Shakespeare ya hablaba de un reino sometido a una tiranía vigilante –“watchful tyranny”-. También de un carnicero sangriento –“bloody butcher”-, cuya ceguera le homologa con Putin. Y lo más importante, de un mundo en convulsión donde “los instrumentos de la oscuridad nos dicen verdades”. En su obra son las brujas quienes revelan esas verdades, en clave mítica, a la manera de las parcas. Müller las tradujo a un lenguaje político tan certero como ambivalente. Según cómo canten, representan la voz del pueblo -una llamada a la revuelta- pero también las sutiles herramientas de manipulación de la opinión pública. Porque una de esas brujas es precisamente lady Macbeth, el arquetipo de toda perversión cifrada en su ambición paranoide, la del poder por el poder.
Nadie sale indemne en el “Macbeth” de Müller. Desaparece la tensión entre el viejo mundo caballeresco y el nuevo, no hay redentores. Aquí hasta el ejército inglés que viene a liberar a Escocia del tirano se mueve por la misma ciega codicia. “Mientras unos hablan y otros mueren”, de nuevo en palabras de Shakespeare, de esta tragedia resultarán “profundas consecuencias”.

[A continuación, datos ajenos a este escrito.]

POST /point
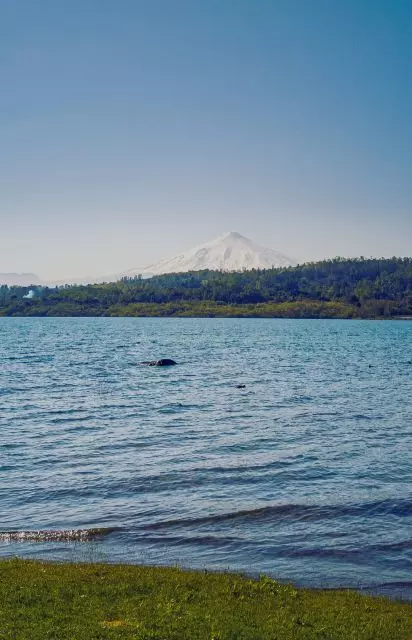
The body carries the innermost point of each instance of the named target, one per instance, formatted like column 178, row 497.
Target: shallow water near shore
column 305, row 474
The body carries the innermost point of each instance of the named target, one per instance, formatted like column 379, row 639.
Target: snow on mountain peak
column 228, row 252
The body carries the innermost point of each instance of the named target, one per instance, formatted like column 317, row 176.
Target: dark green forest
column 338, row 288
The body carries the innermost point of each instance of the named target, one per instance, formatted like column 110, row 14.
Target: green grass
column 40, row 601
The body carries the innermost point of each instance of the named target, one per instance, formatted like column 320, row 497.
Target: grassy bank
column 40, row 601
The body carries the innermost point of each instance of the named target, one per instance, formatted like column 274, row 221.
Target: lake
column 305, row 474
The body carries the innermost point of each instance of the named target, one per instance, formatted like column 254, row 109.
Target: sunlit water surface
column 305, row 474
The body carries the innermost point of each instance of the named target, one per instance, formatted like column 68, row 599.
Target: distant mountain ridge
column 228, row 252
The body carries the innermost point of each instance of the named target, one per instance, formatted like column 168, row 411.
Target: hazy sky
column 133, row 129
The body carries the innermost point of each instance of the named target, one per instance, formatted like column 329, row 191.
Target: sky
column 131, row 130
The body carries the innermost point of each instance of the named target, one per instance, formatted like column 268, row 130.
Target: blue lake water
column 305, row 474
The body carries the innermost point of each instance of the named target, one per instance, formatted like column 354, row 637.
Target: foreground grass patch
column 40, row 601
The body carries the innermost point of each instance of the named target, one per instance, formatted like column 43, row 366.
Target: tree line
column 365, row 288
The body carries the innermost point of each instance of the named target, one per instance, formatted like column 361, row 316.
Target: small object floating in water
column 163, row 362
column 52, row 535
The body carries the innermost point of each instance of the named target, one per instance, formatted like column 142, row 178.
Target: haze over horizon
column 133, row 131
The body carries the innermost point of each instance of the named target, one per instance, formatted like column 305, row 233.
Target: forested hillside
column 365, row 288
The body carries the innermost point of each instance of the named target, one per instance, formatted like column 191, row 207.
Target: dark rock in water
column 163, row 362
column 62, row 535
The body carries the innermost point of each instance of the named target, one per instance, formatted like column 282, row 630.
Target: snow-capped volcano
column 229, row 252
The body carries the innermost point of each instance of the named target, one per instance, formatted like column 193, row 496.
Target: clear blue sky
column 132, row 129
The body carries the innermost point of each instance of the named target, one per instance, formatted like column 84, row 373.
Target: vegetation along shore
column 42, row 600
column 339, row 288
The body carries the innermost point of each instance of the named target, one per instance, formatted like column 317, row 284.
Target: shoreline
column 43, row 599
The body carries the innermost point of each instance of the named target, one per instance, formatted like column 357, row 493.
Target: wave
column 302, row 512
column 60, row 535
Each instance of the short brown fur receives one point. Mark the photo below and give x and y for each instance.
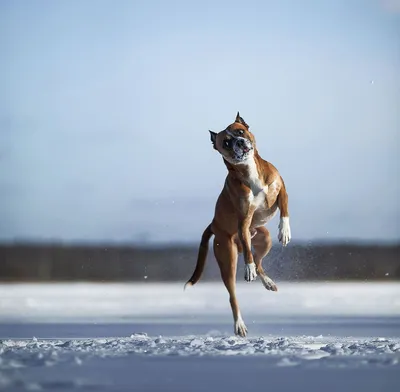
(252, 193)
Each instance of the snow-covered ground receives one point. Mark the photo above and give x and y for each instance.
(149, 337)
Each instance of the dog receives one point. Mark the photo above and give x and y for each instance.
(253, 192)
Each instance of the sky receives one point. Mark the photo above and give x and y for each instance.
(105, 109)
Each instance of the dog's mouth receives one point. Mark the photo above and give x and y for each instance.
(242, 150)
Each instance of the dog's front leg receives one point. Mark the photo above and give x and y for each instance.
(245, 219)
(284, 233)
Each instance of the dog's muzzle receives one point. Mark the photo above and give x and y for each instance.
(242, 148)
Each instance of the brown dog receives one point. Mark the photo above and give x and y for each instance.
(252, 193)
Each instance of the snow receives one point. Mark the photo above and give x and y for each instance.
(308, 336)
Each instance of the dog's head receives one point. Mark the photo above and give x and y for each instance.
(235, 143)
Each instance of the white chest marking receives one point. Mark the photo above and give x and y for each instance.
(258, 189)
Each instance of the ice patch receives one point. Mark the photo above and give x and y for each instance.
(287, 351)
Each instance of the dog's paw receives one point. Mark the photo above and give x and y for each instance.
(284, 234)
(250, 272)
(240, 328)
(268, 283)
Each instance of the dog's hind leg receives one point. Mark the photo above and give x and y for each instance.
(262, 244)
(225, 250)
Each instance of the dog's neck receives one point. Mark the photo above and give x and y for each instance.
(248, 172)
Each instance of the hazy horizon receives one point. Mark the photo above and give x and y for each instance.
(105, 111)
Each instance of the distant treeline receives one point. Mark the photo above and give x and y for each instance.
(61, 262)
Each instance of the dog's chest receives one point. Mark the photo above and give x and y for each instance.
(258, 190)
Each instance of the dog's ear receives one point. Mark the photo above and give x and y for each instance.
(213, 137)
(240, 120)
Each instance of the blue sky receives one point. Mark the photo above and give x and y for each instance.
(105, 109)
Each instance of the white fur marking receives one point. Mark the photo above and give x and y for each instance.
(284, 234)
(258, 189)
(250, 272)
(240, 327)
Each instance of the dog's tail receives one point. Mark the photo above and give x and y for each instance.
(201, 257)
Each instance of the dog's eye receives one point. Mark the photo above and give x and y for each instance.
(228, 143)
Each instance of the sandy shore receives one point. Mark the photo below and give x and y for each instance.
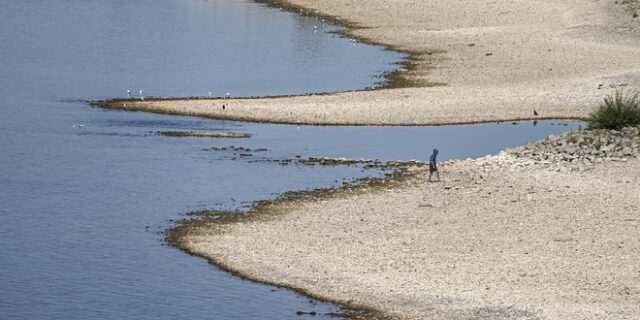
(502, 238)
(489, 61)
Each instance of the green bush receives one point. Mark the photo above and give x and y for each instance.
(617, 111)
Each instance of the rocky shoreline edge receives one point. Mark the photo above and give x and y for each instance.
(577, 151)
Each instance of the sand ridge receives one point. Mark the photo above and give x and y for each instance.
(500, 239)
(472, 61)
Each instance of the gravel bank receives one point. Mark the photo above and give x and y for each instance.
(511, 236)
(472, 61)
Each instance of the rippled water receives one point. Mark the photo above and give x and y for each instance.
(83, 208)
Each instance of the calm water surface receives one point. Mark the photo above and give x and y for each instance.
(82, 208)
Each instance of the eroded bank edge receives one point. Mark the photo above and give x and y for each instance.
(214, 221)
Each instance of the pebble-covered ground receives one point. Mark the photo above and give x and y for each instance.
(531, 233)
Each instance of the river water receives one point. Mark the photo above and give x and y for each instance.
(86, 193)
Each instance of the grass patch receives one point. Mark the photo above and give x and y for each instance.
(631, 6)
(617, 111)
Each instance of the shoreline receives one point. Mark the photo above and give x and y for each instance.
(338, 256)
(263, 210)
(558, 59)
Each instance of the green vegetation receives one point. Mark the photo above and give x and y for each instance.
(617, 111)
(632, 6)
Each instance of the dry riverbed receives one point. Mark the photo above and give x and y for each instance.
(539, 232)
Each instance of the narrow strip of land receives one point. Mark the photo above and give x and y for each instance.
(471, 61)
(502, 238)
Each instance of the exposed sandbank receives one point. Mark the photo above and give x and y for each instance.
(502, 238)
(494, 61)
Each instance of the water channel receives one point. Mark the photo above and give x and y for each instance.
(86, 193)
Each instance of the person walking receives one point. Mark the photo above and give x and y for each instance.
(433, 165)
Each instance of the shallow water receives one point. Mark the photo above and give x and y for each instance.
(83, 208)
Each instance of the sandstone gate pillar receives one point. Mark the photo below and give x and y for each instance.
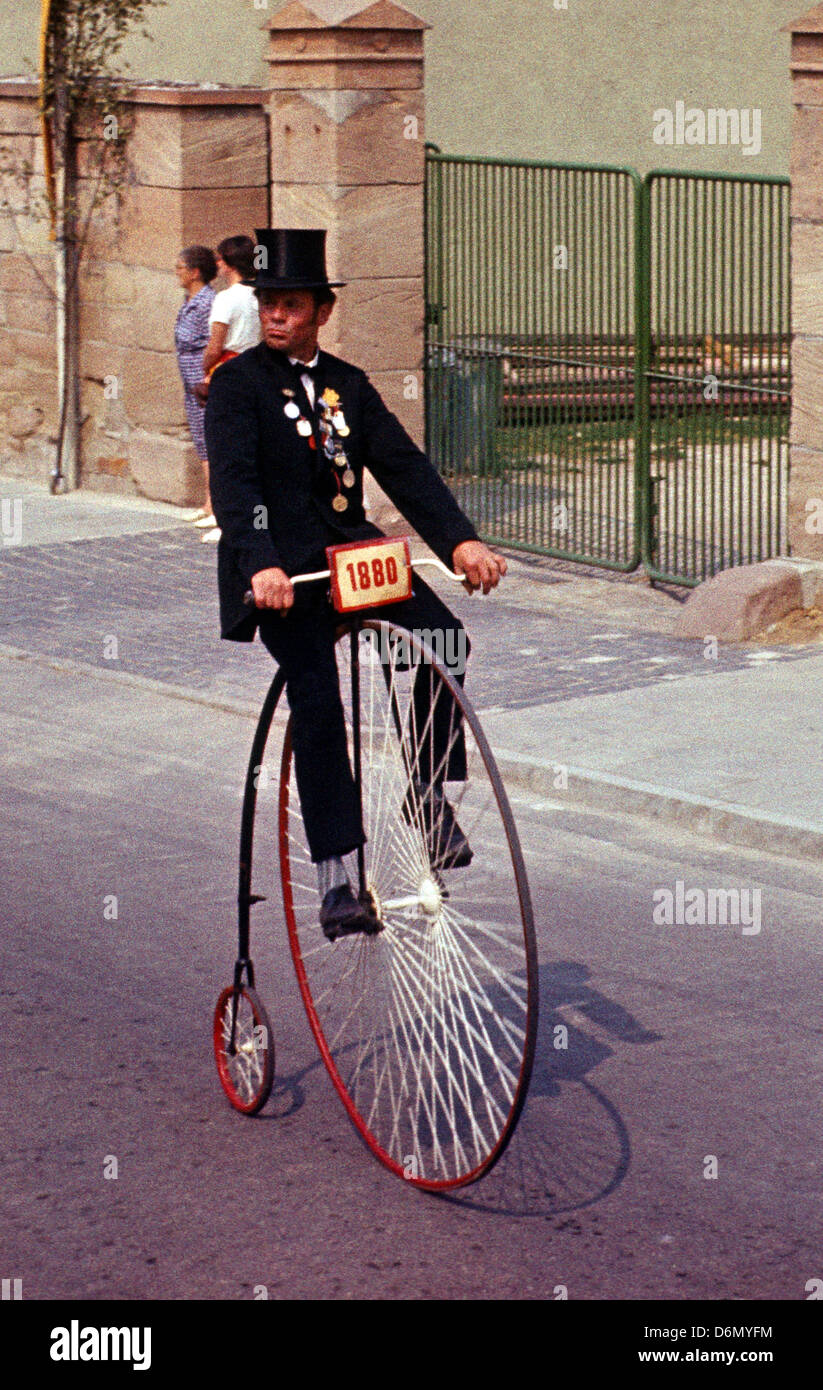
(805, 520)
(348, 153)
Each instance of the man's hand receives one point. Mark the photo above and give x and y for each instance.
(273, 588)
(483, 567)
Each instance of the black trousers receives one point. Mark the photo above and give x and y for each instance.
(303, 645)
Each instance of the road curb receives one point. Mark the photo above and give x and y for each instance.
(598, 791)
(715, 819)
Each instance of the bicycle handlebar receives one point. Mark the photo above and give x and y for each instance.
(326, 574)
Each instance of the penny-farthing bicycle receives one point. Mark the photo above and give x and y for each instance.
(427, 1025)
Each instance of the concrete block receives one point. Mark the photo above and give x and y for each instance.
(805, 502)
(807, 268)
(741, 602)
(394, 388)
(153, 392)
(346, 138)
(376, 231)
(18, 116)
(159, 221)
(199, 146)
(27, 274)
(166, 469)
(380, 323)
(807, 413)
(807, 164)
(28, 310)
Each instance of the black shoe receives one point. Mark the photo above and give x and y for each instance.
(446, 845)
(341, 915)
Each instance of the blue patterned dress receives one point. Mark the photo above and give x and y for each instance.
(191, 338)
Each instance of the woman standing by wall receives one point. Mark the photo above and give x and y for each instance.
(235, 316)
(195, 268)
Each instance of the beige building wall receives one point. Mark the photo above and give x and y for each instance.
(522, 78)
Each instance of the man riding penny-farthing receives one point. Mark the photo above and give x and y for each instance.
(403, 886)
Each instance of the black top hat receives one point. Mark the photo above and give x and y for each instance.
(291, 259)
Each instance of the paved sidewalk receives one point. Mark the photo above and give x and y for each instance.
(577, 674)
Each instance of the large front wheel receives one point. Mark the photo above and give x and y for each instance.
(427, 1027)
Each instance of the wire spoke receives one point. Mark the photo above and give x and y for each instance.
(426, 1022)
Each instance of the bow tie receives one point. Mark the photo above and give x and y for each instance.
(302, 370)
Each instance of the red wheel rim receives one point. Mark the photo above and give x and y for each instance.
(466, 1076)
(246, 1079)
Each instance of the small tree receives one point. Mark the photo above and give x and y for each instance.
(81, 95)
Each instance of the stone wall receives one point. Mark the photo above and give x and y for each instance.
(337, 141)
(198, 171)
(805, 499)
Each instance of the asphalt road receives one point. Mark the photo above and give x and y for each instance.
(686, 1041)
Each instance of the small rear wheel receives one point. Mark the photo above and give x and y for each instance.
(245, 1064)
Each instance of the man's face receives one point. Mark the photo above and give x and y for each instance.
(291, 319)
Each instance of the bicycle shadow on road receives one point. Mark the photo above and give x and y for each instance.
(572, 1147)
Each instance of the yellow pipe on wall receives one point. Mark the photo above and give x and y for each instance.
(45, 121)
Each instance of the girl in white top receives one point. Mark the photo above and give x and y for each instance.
(234, 324)
(235, 319)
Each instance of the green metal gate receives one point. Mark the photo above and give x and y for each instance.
(608, 360)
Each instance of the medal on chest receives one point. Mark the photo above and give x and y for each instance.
(334, 428)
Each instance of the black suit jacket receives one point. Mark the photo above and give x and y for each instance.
(273, 492)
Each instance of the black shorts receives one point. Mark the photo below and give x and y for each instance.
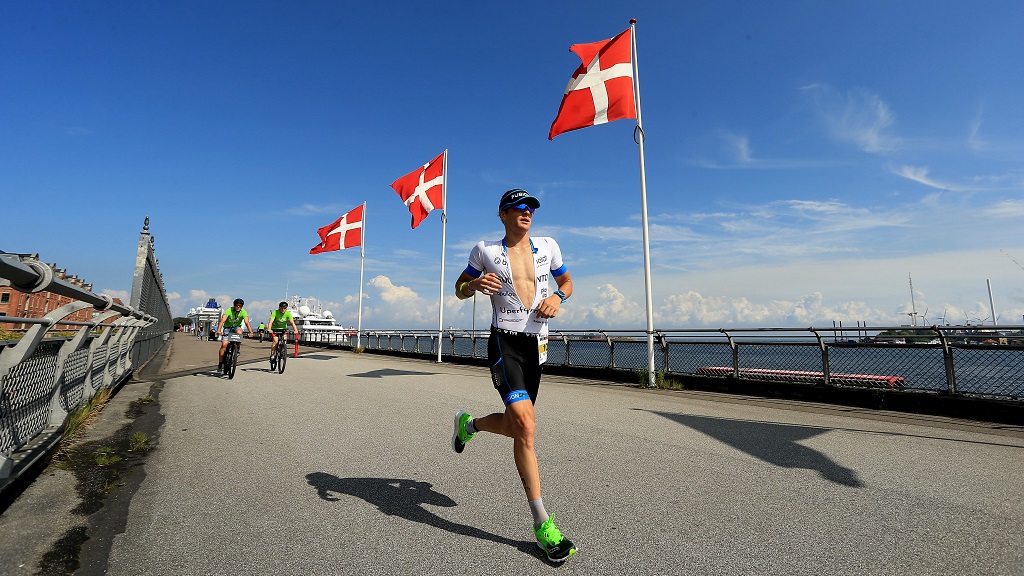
(515, 366)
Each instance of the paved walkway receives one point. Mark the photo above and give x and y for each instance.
(343, 465)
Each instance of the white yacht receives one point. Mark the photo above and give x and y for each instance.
(317, 323)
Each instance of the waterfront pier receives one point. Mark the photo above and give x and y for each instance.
(342, 465)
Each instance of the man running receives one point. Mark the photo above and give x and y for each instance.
(513, 271)
(279, 323)
(230, 322)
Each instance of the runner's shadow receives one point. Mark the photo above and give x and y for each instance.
(774, 443)
(404, 498)
(386, 372)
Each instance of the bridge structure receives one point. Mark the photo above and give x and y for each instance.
(45, 376)
(342, 465)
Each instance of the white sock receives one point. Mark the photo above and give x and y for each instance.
(540, 515)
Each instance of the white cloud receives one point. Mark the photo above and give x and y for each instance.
(858, 116)
(389, 305)
(1006, 209)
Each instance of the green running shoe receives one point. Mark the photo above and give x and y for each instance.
(460, 437)
(550, 539)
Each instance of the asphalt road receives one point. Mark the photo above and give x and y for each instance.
(343, 465)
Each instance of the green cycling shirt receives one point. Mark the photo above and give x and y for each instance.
(232, 321)
(280, 321)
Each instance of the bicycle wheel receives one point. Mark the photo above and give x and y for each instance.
(232, 362)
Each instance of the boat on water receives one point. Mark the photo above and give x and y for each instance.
(313, 321)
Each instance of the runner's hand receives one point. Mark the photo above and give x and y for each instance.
(487, 284)
(549, 306)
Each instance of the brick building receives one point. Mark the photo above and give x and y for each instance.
(23, 304)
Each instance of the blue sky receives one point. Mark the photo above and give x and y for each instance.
(803, 158)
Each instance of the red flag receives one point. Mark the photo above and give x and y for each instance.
(601, 89)
(422, 190)
(346, 232)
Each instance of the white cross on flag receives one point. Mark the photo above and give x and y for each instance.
(423, 189)
(601, 89)
(346, 232)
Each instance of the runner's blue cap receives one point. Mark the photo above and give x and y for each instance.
(517, 196)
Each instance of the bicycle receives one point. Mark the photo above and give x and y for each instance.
(279, 356)
(231, 354)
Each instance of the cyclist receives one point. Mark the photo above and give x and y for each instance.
(279, 323)
(230, 322)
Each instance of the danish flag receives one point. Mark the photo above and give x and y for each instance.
(601, 89)
(346, 232)
(423, 189)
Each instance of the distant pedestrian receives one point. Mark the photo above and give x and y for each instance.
(515, 272)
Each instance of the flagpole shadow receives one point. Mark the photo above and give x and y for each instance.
(773, 443)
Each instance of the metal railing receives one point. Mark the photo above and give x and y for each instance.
(975, 361)
(44, 375)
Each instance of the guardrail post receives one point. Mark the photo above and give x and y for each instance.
(665, 350)
(947, 360)
(824, 356)
(735, 352)
(57, 412)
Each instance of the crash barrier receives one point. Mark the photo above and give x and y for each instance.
(968, 361)
(58, 364)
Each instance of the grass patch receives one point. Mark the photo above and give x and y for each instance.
(660, 380)
(82, 417)
(105, 456)
(139, 442)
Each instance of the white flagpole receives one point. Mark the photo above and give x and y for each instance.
(440, 299)
(643, 208)
(363, 257)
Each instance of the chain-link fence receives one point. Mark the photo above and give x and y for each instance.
(45, 375)
(955, 360)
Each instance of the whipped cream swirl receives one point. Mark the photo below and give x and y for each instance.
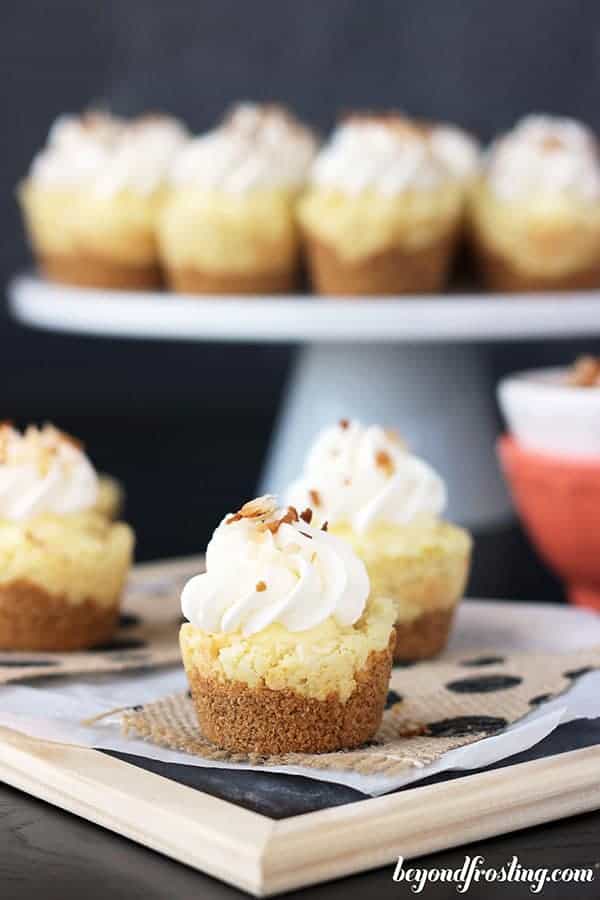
(391, 154)
(266, 566)
(255, 147)
(457, 150)
(365, 475)
(108, 154)
(43, 471)
(548, 156)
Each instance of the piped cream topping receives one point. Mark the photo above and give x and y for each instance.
(545, 156)
(108, 154)
(42, 470)
(391, 154)
(256, 147)
(265, 565)
(364, 475)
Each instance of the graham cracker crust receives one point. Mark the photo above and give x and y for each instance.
(500, 274)
(33, 619)
(197, 281)
(259, 720)
(423, 637)
(393, 271)
(87, 270)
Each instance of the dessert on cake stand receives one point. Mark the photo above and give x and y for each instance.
(418, 363)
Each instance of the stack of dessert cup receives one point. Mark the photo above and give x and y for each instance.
(63, 559)
(382, 207)
(293, 627)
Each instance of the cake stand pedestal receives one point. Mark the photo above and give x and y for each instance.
(419, 364)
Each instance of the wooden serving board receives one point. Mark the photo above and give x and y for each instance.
(174, 810)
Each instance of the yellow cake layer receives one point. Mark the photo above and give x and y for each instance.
(422, 566)
(250, 232)
(314, 663)
(77, 556)
(358, 226)
(540, 234)
(119, 227)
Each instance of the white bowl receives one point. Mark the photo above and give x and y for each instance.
(545, 413)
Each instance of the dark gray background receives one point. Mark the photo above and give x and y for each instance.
(186, 425)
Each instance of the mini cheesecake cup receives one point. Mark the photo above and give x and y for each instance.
(212, 242)
(516, 249)
(61, 579)
(263, 695)
(87, 239)
(374, 244)
(424, 570)
(390, 271)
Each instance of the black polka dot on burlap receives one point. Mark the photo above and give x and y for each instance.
(541, 698)
(483, 684)
(483, 661)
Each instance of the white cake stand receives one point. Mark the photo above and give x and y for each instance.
(417, 363)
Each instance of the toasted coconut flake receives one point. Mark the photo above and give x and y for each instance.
(261, 506)
(384, 461)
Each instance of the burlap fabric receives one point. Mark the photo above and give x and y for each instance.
(432, 707)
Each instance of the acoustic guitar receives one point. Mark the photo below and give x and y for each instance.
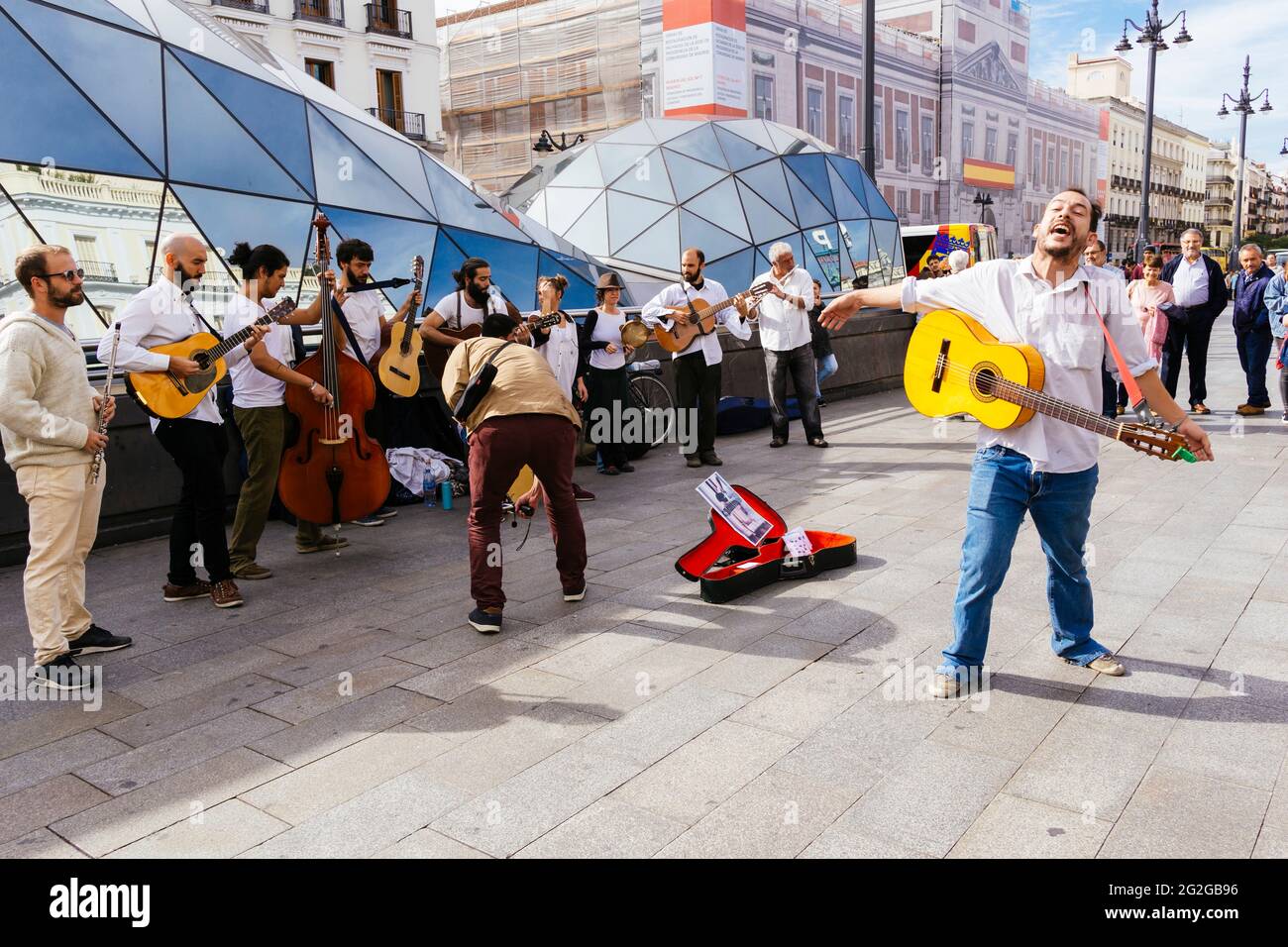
(957, 367)
(700, 318)
(165, 394)
(398, 367)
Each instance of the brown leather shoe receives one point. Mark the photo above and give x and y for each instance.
(224, 594)
(181, 592)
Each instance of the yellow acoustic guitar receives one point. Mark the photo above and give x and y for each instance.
(957, 367)
(399, 365)
(165, 394)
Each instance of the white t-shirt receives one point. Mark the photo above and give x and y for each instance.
(608, 329)
(253, 388)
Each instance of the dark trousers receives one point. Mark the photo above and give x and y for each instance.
(197, 532)
(697, 385)
(1190, 339)
(1253, 355)
(800, 364)
(498, 449)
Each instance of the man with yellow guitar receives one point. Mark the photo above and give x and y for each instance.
(1038, 395)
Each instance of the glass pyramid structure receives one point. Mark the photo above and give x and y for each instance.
(153, 116)
(636, 197)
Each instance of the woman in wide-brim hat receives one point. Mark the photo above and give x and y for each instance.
(605, 376)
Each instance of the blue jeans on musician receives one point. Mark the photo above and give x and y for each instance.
(1003, 488)
(825, 368)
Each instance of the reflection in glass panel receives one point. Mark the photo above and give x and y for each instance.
(108, 224)
(69, 133)
(120, 69)
(274, 116)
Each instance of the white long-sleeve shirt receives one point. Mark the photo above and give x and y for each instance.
(679, 295)
(785, 326)
(159, 316)
(1018, 305)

Aterrada por sus crímenes, lady Macbeth ve día y noche sus manos manchadas de sangre. Ante la que riega Ucrania, el relato lleno de ruido y furia atraviesa las pantallas. ¿Podemos ignorar nuestra parte de responsabilidad en la masacre? En ese caldero donde las brujas cuecen juntos a tiranos y libertadores, una nave de los locos se va a pique con todos nosotros dentro. Nunca un cuento contado por un idiota tuvo un significado más acuciante.